I don't know about video games, but with various other technological tools I consider them to be additional methods for cultural resource, natural resource, and interpretive NPS staffs to present and enhance visitor experience. 

Kurt - I envy you the experience of this event.


No technology can replace the one on one communication between people motivated to connect on a human level.  In many cases interp/tech people are leaving the most important quality behing.  It's not just about information but information related on a personal level that is where the true benefit to us are.  Not just the next pop thing to grab attention.  The Parks and the people are more than that and deserve better.  


Actually, I'd love it if game designers were encouraged to use national parks settings more. If you play Red Dead Redemption, you can recognize a number of features from national parks throughout the Southwest. I'd like to see more of that, but in a less fictionalized form.

I may never get to visit, say, Wrangel-St. Elias. But if there was a sandbox game set there, it would be the next best thing!

I worry that this debate is mostly going on between people who don't own a PS3 or an Xbox. Non-gamers can be very condescending towards gamers.

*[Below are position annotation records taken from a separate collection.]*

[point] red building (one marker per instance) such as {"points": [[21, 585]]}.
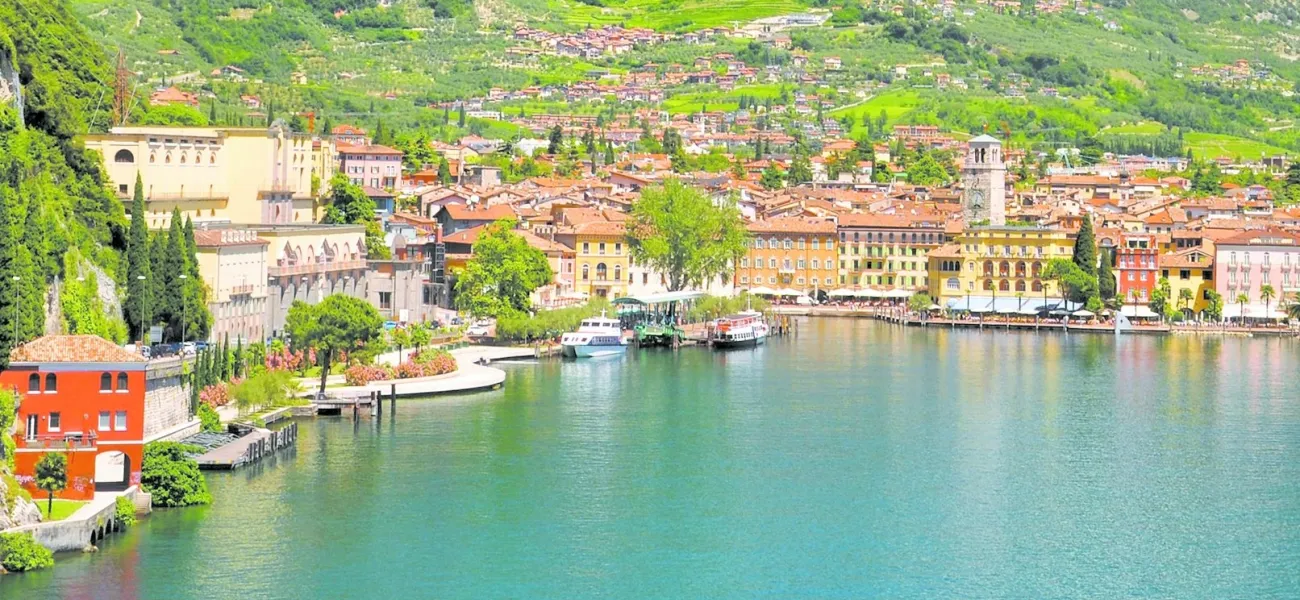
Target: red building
{"points": [[1136, 266], [98, 404]]}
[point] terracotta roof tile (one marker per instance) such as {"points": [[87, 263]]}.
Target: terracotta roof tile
{"points": [[72, 348]]}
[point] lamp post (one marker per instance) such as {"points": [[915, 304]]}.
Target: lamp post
{"points": [[185, 305]]}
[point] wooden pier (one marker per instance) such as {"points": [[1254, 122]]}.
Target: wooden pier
{"points": [[247, 450]]}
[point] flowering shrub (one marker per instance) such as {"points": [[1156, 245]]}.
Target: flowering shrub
{"points": [[215, 395], [282, 360], [363, 374], [420, 364]]}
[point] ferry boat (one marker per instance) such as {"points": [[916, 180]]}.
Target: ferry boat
{"points": [[740, 330], [594, 337]]}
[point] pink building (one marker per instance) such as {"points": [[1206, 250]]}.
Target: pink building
{"points": [[1251, 260], [376, 166]]}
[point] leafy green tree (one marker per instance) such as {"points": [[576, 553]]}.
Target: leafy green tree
{"points": [[1086, 247], [1160, 296], [772, 178], [557, 140], [139, 294], [52, 477], [685, 235], [338, 324], [801, 170], [1106, 277], [172, 477], [1214, 307], [502, 273], [1266, 295], [927, 172], [1074, 283]]}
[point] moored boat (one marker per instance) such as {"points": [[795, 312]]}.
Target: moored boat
{"points": [[741, 330], [594, 337]]}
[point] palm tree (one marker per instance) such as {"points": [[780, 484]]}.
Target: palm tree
{"points": [[1266, 295]]}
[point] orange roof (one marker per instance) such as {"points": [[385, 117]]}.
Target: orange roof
{"points": [[368, 150], [792, 225], [464, 212], [72, 348]]}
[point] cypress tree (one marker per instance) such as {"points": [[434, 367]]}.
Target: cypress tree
{"points": [[1086, 248], [138, 294], [1105, 278], [174, 265], [161, 311]]}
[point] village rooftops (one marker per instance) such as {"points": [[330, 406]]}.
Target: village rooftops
{"points": [[72, 350]]}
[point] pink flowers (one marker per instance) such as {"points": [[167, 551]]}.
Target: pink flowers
{"points": [[215, 395], [421, 364]]}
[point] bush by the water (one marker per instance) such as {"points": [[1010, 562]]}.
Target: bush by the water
{"points": [[546, 324], [172, 477], [208, 418], [427, 362], [20, 552], [125, 511]]}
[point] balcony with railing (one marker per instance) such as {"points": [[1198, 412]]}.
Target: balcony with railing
{"points": [[64, 440]]}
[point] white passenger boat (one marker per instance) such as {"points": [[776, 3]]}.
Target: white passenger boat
{"points": [[741, 330], [594, 337]]}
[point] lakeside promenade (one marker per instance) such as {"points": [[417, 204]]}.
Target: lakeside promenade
{"points": [[901, 316]]}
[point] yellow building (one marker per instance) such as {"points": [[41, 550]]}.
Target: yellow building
{"points": [[789, 252], [601, 257], [217, 174], [1191, 269], [997, 262]]}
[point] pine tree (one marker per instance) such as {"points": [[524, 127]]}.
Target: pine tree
{"points": [[139, 300], [1086, 248]]}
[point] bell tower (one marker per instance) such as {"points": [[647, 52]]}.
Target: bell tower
{"points": [[984, 181]]}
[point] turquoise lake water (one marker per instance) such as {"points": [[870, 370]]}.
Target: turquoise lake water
{"points": [[856, 460]]}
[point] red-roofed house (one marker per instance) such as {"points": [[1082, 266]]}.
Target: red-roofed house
{"points": [[99, 404]]}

   As an attendee at the Summit, I can say that people found the presentation on gaming both disturbing and intriguing. When asked by the gaming industry man who in the room had a gaming machine at home and used it, a majority of hands among the hundreds there went up. So this is not a crowd hostile to gaming.
   At the same time all of us want to preserve and promote a far deeper experience of the natural or historical world than you can get from screen-time. If people can get out of their normal city state of mind and connect to the natural world in a personal and emotional way, they have a real and profound experience. Being alone with the forest or the desert or with a very old structure can change a person. Nature changes a person who takes enough time to meet it. This is what the Summit was really about.
   Yet how you get people who don't have a tradition of individualism or who are so used to intense stimulation from electronics or intense social contact in cities is a real question. While we do need to make parks relevant to new sectors of the population, we need to guard against diluting or polluting the parks with commericialism, with electronica or with urban hype for the sake of making them relevant to people who haven't yet been touched by the profound beauty of place.
   The parks stand on their own. They are just there. And if they exist with fewer people over time, that may be okay, providing they are protected. I want people of other cultures and races and backgrounds to love the parks. But they need to meet the parks and the NPS at least half way. The NPS does an excellent job and we all need to humble ourselves entering a park just as we do a church. If we approach it that way and we don't cheapen the experience in order to appeal to people who haven't yet discovered the sacred in nature, we can stay on course.


Tom, you have hit on my theme for the years I've been in the parks.  What's interesting is it's not always received well by even those given responsibilities for the parks.  Not saying the majority are that way but it just happens in any large (or small) body of administrators and field personel dealing with all the challenges of the job.  In leading groups into the backcountry I noticed when it was just myself and the group I tended to bond more and have better trips when it was just me.  When there were two guides not quite so much as the guides tended to be more connected with each other not surprisingly.  I believe that happens on the bigger scale as with the very large NPS itself.  Probably not anything that can be changed to a great deal but it is something that can be acknowledged where at some point more people in the field can actually appreciate and connect with the individual public with great unexpected rewards.  Yes I appreciated your post, Tom.  It was good to see my thoughts expressed so much better and effectively as what I may have offered in the past.